Environment the hot topic at NPC 2006

Zhou Shengxian, head of SEPA, has been popping up all over the media landscape after making a statement to the 10th session of the National People’s Congress about the need for more concentration on environmental issues.

The latest from Reuters via Planet Ark (link):

“Scientific approach to development” might seem like at empty slogan, but China’s environment chief thinks it’s the tool he needs to tackle the country’s pollution woes.

“It has equipped me with a very powerful weapon.
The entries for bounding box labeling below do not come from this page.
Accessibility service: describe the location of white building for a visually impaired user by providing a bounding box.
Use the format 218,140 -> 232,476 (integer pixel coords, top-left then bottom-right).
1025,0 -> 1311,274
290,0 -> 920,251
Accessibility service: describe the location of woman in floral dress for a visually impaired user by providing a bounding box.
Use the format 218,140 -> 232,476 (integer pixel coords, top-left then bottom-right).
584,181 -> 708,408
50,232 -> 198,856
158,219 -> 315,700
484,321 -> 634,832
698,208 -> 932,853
If I use this weapon properly I will not end up resigning,” said Zhou, who heads the State Environmental Protection Administration (SEPA).

More than two decades of 9.5 percent annual growth have come at the cost of pollution so severe it has become a cause of riots, health problems and made China home to 20 of the world’s 30 most smog-choked cities.

But in what has become a theme of the 10-day session of China’s annual rubber-stamp parliament, when nearly 3,000 delegates meet to discuss and improve Communist Party policies, Zhou said the growth at any cost approach was changing.

“Under some conditions, development is like combustion,” Zhou warned. “What’s burned away are resources, what’s leftover is pollution, and what’s produced in that process is GDP.”

This follows AP coverage of Zhou’s recent remarks to the NPC via the Seattle Post Intelligencer (link):

Technorati Tags:

Environmental protection took on new urgency for Chinese leaders after a Nov. 13 chemical spill in a northeastern river forced a city to shut down its water supply, and sent pollutants flowing into Russia.

Zhou’s agency said in a report that its goals for this year include better prevention and control of pollution in major rivers, stricter environmental law enforcement and increased supervision of nuclear and radiation safety.

The agency also will develop an environmental law enforcement team, it said.

Finally, the Chinese Press appear to be jumping on Zhou’s bandwagon, with Xinhua running an article on farmers’ support for an “environment-friendly countryside” and People’s Daily quoting an NPC delegate as calling for the writing of a “right to environmental information” into the Chinese constitution.